Sur les courts, les jupes droites à larges plis, les cardigans en maille inventent des basiques fonction­nels et dessinent la silhouette de la femme moderne.

"Un costume de tennis qui est extraordinairement chic par la liberté, la pertinence et l'excellence de ses lignes simples..." : c'est ainsi que Vogue décrit en 1926 la tenue réalisée par Jean Patou pour Suzanne Lenglen.

Sans doute, le retour de la mini-jupe plissée blanche vient-­il remettre au goût du jour cet idéal émancipateur et cette image d'une féminité puissante.

En finir avec l'aura élitiste du style preppy ?

Ce printemps-­été, l'inspiration est au style preppy des années 90. Pensez Lady Di en minirobe bleu pâle, cardigan rose pastel, perles aux oreilles et brushing jouant avec Steffi Graf.

La marque californienne basée à Paris Sporty & Rich assume cet héritage de chic athlétique et bourgeois. Parmi ses influences, on peut citer "le passé, les couleurs vives, (...) les salles de gym des années 90, (...) et les clubs de tennis", écrit la fondatrice Emily Oberg.

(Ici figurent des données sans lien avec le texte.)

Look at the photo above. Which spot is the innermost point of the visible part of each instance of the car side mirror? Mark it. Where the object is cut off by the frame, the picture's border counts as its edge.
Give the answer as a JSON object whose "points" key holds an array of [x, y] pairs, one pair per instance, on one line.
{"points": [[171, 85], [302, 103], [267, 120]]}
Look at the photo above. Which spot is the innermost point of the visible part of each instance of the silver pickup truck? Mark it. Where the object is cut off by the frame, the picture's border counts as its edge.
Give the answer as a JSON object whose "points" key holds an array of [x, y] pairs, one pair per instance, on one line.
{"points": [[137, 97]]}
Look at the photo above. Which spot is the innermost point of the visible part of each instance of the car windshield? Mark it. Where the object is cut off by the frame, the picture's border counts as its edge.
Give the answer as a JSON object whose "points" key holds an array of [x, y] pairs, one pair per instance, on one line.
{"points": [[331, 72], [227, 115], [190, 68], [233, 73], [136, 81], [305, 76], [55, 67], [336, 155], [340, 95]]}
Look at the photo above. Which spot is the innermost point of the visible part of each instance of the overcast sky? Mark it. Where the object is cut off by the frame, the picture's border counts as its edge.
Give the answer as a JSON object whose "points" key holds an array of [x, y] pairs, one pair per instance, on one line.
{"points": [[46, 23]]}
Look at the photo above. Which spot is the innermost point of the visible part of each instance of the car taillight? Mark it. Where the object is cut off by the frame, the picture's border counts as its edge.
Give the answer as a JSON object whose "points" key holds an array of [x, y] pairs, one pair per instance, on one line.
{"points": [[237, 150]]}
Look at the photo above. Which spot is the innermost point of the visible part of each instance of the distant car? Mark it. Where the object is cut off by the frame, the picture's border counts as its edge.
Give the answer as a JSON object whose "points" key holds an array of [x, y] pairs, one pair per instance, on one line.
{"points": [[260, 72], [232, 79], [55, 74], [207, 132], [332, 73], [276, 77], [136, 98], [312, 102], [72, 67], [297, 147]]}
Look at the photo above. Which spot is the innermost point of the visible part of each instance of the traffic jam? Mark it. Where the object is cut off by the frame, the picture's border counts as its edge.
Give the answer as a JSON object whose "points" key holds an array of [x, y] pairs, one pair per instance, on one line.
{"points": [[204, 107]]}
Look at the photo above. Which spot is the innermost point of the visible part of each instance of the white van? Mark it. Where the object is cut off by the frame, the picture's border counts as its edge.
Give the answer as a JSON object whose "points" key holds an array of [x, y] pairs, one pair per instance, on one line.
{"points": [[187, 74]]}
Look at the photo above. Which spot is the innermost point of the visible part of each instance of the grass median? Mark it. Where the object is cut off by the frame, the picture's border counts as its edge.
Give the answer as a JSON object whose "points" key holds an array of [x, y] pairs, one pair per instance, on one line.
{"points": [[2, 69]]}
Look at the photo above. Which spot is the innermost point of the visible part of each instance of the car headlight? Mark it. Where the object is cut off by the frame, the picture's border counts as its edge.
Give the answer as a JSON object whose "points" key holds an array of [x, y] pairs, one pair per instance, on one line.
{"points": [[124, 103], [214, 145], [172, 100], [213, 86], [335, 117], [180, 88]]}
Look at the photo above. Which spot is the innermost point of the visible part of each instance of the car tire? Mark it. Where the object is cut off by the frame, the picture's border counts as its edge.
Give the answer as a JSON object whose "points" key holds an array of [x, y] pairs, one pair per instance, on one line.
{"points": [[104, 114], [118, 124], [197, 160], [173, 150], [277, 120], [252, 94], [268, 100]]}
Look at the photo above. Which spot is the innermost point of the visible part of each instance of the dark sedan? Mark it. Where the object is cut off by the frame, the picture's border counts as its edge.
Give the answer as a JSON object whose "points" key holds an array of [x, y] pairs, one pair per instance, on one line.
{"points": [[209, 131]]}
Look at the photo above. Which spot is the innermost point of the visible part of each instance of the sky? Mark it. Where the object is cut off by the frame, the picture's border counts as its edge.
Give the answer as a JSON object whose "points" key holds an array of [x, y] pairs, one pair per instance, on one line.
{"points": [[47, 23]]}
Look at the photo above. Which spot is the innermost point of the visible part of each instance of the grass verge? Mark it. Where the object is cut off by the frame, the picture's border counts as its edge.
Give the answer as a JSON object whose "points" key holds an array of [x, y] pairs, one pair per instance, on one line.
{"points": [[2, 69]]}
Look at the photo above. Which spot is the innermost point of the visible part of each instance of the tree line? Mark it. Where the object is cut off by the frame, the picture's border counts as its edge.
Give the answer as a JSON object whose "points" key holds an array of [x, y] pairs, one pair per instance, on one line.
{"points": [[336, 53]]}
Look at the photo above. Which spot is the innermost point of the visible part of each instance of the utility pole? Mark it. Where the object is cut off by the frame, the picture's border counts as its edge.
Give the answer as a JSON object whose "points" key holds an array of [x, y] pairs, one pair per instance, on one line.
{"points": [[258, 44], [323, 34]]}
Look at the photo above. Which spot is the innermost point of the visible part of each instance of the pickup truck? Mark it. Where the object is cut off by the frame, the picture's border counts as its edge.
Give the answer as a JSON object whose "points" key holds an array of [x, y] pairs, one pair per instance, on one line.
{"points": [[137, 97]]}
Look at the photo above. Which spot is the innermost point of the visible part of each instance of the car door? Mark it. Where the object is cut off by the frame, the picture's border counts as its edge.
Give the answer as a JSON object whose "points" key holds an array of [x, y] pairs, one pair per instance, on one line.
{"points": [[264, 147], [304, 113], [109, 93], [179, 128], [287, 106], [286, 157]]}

Cette saison, le label propose une collection capsule avec l'équipementier américain Prince, où les survêtements à bande lavande côtoient les mini-shorts en velours éponge ou les sweats moelleux crème. Un esprit que l'on retrouve aussi chez Tennis Time Vintage ou encore Recreational Habits.

De nouvelles marques qui remettent au goût du jour le sportswear chic américain version génération Y, avec des coupes plus sexy (le polo crop top) et un discours plus inclusif.

Toutes les personnes, quelle que soit leur couleur, devraient pouvoir découvrir les joies du tennis, de l'équitation ou du golf. - Jackie Skye Muller et Marlon Muller

Couple mixte, Jackie Skye Muller et Marlon Muller ont ainsi créé Recreational Habits pour apporter "le monde exclusif de l'élite preppy et de ses loisirs aux personnes qui en étaient exclues. Toutes les personnes, quelle que soit leur couleur, devraient pouvoir découvrir les joies du tennis, de l'équitation ou du golf".

On jouera aussi la carte démocratique et de proximité en se précipitant sur la collection de Jonathan Anderson pour Uniqlo, qui revisite les vêtements de sport tradi des universités anglo ­ saxonnes – l'enseigne vient aussi de lan­cer Around the world with Roger Federer, une série d'évènements édu­catifs autour de l'art, du tennis et de la culture. 

En attendant de retrouver ses cos­tumes sur Zendaya dans Challengers, pourquoi ne pas réviser ses classiques avec Match Point, le film de Woody Allen (2005). Un double amoureux dont l'esthétique sublime et les répliques tor­rides n'ont pas fini de troubler l'univers pas si lisse de la raquette.